TULSA, Okla. — Ike's Chili, believed to be Oklahoma's oldest restaurant, is celebrating its 114th anniversary on Saturday.
The celebration at their location on Route 66 in Tulsa will be serving up $1.14 Coneys and $1.14 drinks along with cake and a charity raffle from 10 a.m. to 3 p.m.
"We're too old for a birthday, so we're calling it an anniversary," Ike's owner Len Wade said. Wade runs the family business that's spanned four generations starting with uncle and nephew pair Ike and Ivan Johnson.
"There was a chili recipe, and they kind of played with it," Wade said. "When it first opened it didn't even have a name."
They settled on Ike's which first opened in an alley around 2nd and Boston in 1908. The restaurant has changed locations throughout the years, but the chili recipe stayed the same.
"For a long time it wasn't written down.. but now it's written down and my wife knows where it is," Wade said.
He mixes up the recipe a few times a week, but ultimately keeps it a secret. However, he does have a clear stance on a hot-button chili debate.

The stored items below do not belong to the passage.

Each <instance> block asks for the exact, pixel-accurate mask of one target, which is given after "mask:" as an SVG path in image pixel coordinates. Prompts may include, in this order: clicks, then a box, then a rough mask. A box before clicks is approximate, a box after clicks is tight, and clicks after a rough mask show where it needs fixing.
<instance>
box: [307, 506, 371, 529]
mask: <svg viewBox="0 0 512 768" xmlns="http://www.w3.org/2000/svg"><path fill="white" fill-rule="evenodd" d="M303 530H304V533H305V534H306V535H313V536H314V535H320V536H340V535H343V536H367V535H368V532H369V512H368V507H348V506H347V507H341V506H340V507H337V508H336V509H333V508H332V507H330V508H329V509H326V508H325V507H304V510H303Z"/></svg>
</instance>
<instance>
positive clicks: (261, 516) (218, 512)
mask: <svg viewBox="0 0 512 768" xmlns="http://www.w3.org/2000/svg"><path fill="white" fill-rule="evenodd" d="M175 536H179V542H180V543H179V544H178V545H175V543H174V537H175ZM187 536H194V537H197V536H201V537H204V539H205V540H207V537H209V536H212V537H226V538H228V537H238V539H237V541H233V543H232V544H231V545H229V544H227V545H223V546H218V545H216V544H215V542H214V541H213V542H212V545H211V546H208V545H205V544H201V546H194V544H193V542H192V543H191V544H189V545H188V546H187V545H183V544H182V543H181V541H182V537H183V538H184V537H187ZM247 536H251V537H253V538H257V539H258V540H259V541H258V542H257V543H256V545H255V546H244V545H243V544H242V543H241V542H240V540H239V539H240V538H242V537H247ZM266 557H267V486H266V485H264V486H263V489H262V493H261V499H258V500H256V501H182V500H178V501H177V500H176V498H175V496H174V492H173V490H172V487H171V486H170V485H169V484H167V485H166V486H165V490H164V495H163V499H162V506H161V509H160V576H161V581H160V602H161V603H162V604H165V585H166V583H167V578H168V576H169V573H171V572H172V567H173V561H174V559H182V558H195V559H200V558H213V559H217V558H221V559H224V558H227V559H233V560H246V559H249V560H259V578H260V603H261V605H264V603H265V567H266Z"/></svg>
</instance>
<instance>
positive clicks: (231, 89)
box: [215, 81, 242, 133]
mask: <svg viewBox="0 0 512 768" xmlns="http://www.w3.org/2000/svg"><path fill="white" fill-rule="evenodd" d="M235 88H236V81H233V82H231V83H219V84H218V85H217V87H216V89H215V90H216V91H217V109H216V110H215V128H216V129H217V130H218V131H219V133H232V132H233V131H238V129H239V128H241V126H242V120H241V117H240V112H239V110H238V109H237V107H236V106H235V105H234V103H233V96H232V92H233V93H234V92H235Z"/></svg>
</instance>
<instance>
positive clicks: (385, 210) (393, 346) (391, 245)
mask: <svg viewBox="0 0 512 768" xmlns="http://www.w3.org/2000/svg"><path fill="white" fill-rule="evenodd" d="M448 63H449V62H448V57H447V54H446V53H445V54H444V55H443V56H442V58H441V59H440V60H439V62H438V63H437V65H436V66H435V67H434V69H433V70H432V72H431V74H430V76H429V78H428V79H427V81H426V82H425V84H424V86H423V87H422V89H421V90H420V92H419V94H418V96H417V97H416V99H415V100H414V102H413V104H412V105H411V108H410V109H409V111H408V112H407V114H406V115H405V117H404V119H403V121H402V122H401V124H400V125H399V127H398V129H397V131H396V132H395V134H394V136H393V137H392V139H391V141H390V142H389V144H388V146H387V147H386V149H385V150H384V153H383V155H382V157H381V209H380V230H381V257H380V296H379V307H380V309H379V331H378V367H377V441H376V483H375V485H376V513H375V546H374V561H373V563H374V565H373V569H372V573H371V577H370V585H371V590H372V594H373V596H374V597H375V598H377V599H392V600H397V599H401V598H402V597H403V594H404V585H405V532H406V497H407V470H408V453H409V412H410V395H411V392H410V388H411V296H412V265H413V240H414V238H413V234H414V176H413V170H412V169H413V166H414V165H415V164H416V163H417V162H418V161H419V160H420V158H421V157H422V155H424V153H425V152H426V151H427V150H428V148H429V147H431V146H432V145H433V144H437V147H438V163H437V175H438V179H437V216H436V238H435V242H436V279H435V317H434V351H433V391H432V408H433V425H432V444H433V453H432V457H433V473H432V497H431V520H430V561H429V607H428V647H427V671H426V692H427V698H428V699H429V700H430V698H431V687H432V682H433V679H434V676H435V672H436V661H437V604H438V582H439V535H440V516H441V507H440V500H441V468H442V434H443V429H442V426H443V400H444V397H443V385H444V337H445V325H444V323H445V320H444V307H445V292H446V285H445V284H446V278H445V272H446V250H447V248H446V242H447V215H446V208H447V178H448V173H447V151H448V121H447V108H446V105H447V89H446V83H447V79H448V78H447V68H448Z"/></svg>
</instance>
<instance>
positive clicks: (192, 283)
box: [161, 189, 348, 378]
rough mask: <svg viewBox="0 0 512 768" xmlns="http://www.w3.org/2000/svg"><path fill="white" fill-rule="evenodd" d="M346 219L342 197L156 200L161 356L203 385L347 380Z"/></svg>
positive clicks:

"Chili does not have beans," he said.
Most Ike's customers order the popular "three way."
"Spagetti.. beans and chili.. that's by far my number one," Wade said.
"It's habit forming," said Kenneth Hill, an almost-weekly Ike's customer since 1973. "I just love it, and it's just as good in the summer as it is in the winter."
Linda Abate said she came to Ike's to get down to business.
"I'm on a personal quest to find the best three or four-way chili... and everybody told me to come here," Abate said. She admitted it's her favorite so far on her taste test quest.
It isn't only the locals who love this place. Wade said Oklahoma's favorite son Will Rogers used to eat at Ike's, Martha Stewart once called this the best chili in the nation, and iconic author Stephen King stopped in.
Though the famous visits help, the key to Ike's longtime success comes down to a handful of key points:
"Be yourself, take care of your customers, be consistent, don't try to get too fancy and just take care of people," Wade said.